Given these circumstances, there is a reality where natto is not accessible to everyone who should benefit from it.
Thus, by utilizing synthetic biology, we aim to stably and mass-produce nattokinase, overcoming the drawbacks of natto. We believe this can provide seniors with a more affordable and user-friendly approach that is effective against thrombosis, leading to the launch of VitaliNK.
We decided to use Bacillus subtilis natto because it has been used since ancient times and is easy for people to eat. There are a very limited number of bacteria that are less resistant to being put into the mouth, and Bacillus subtilis natto is one of them. We chose Bacillus subtilis var. natto to eliminate consumer resistance.
Currently, little progress has been made in the genetic modification of Bacillus subtilis natto. Compared to E. coli, there are fewer studies on substance production with Bacillus subtilis var. natto, but it is suitable for substance production in that it is orally available and safe. However, the challenge is that the potential of Bacillus subtilis natto has not been fully exploited. If the Bacillus subtilis natto could be more readily genetically modified, it would contribute not only to our project but also to the fields of iGEM and synthetic biology.
Furthermore, this was a very challenging task for the past iGEM teams, as few projects have used Bacillus subtilis natto. Since it is difficult to perform genetic modification in Bacillus subtilis as it is, we instead performed genetic modification in Bacillus subtilis and introduced the plasmid into Bacillus subtilis by conjugative transmission.
In our iGEM project, we focused on modeling to improve the quantification of nattokinase and to understand its production pathways in Bacillus subtilis subsp. natto cultured in the NB medium.
First, we proposed a new method for estimating Fibrinolytic Units (FU)from the degradation radius in the fibrin degradation assay, a standard method for quantifying NK. Traditionally, FU estimation relied on standard curves based on the degradation area, which lacked sufficient explanatory power and posed a risk of undetected discrepancies between the estimated FU and its true values. To address this issue, we developed a novel mathematical model incorporating the dynamics of the enzyme reaction (Reaction-Porous Medium Equation Model), providing a more accurate and explanatory approach to FU estimation than previous methods.
Second, we analyzed the metabolic pathways involved in NK production in Bacillus subtilis subsp. natto cultured exclusively in NB medium using Flux Balance Analysis (FBA). Since there were no prior studies on obtaining NK by culturing Bacillus subtilis subsp. natto solely in NB medium, it was necessary to elucidate which metabolic pathways are active under these conditions.

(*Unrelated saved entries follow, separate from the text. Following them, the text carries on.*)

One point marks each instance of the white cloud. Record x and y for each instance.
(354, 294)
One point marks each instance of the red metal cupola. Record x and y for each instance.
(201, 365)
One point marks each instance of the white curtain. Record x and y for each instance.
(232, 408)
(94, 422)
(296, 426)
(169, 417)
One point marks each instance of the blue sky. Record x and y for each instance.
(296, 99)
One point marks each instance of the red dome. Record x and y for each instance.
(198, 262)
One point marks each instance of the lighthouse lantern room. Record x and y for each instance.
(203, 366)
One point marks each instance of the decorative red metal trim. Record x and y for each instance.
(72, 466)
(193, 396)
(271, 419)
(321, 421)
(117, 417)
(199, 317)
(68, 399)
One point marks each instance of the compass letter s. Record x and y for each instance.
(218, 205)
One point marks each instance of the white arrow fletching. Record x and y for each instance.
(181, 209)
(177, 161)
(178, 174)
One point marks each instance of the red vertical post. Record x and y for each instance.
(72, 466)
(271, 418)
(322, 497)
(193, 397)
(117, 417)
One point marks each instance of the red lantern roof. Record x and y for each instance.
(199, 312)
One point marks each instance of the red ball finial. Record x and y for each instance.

In our search for a product that could provide nattokinase as an alternative to natto, we engaged in discussions with various stakeholders. We collaborated with Tsuruya Kasei Co., Ltd., which specializes in developing sweeteners and thickeners, and conducted surveys with the general public visiting nursing homes, as well as discussions with healthcare professionals.

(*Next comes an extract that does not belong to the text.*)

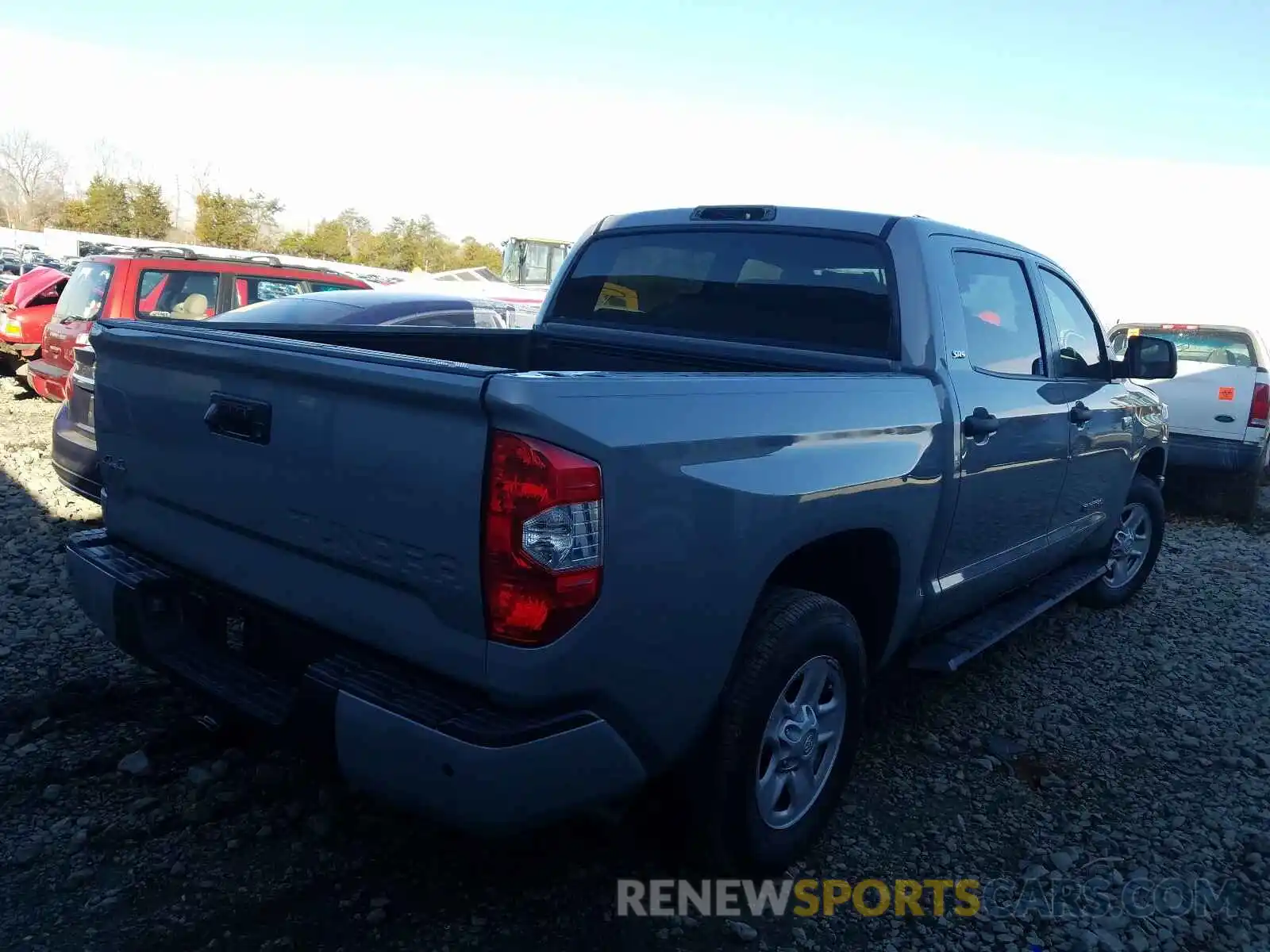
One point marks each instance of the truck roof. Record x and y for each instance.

Through these activities, we deepened our understanding of thrombosis and considered what types of foods would be easy for seniors to consume. Initially, we planned to create a product using thickeners to make it easier for elderly individuals to ingest. However, after speaking with a variety of people, we decided to shift our product focus from thickeners to tea, visiting facilities for seniors, and engaging in human practice activities (for more details, please see the Human Practice page).
Tea is a beverage that anyone can enjoy, regardless of age or location, allowing us to target not only seniors but also working individuals who may be at risk for myocardial infarction or stroke.
Additionally, catechins and epigallocatechin gallate found in green tea are known to have antiplatelet effects, contributing to its anti-thrombotic properties, as referenced in(16).
For these reasons, we believe that green tea is the optimal product for self-managing thrombosis.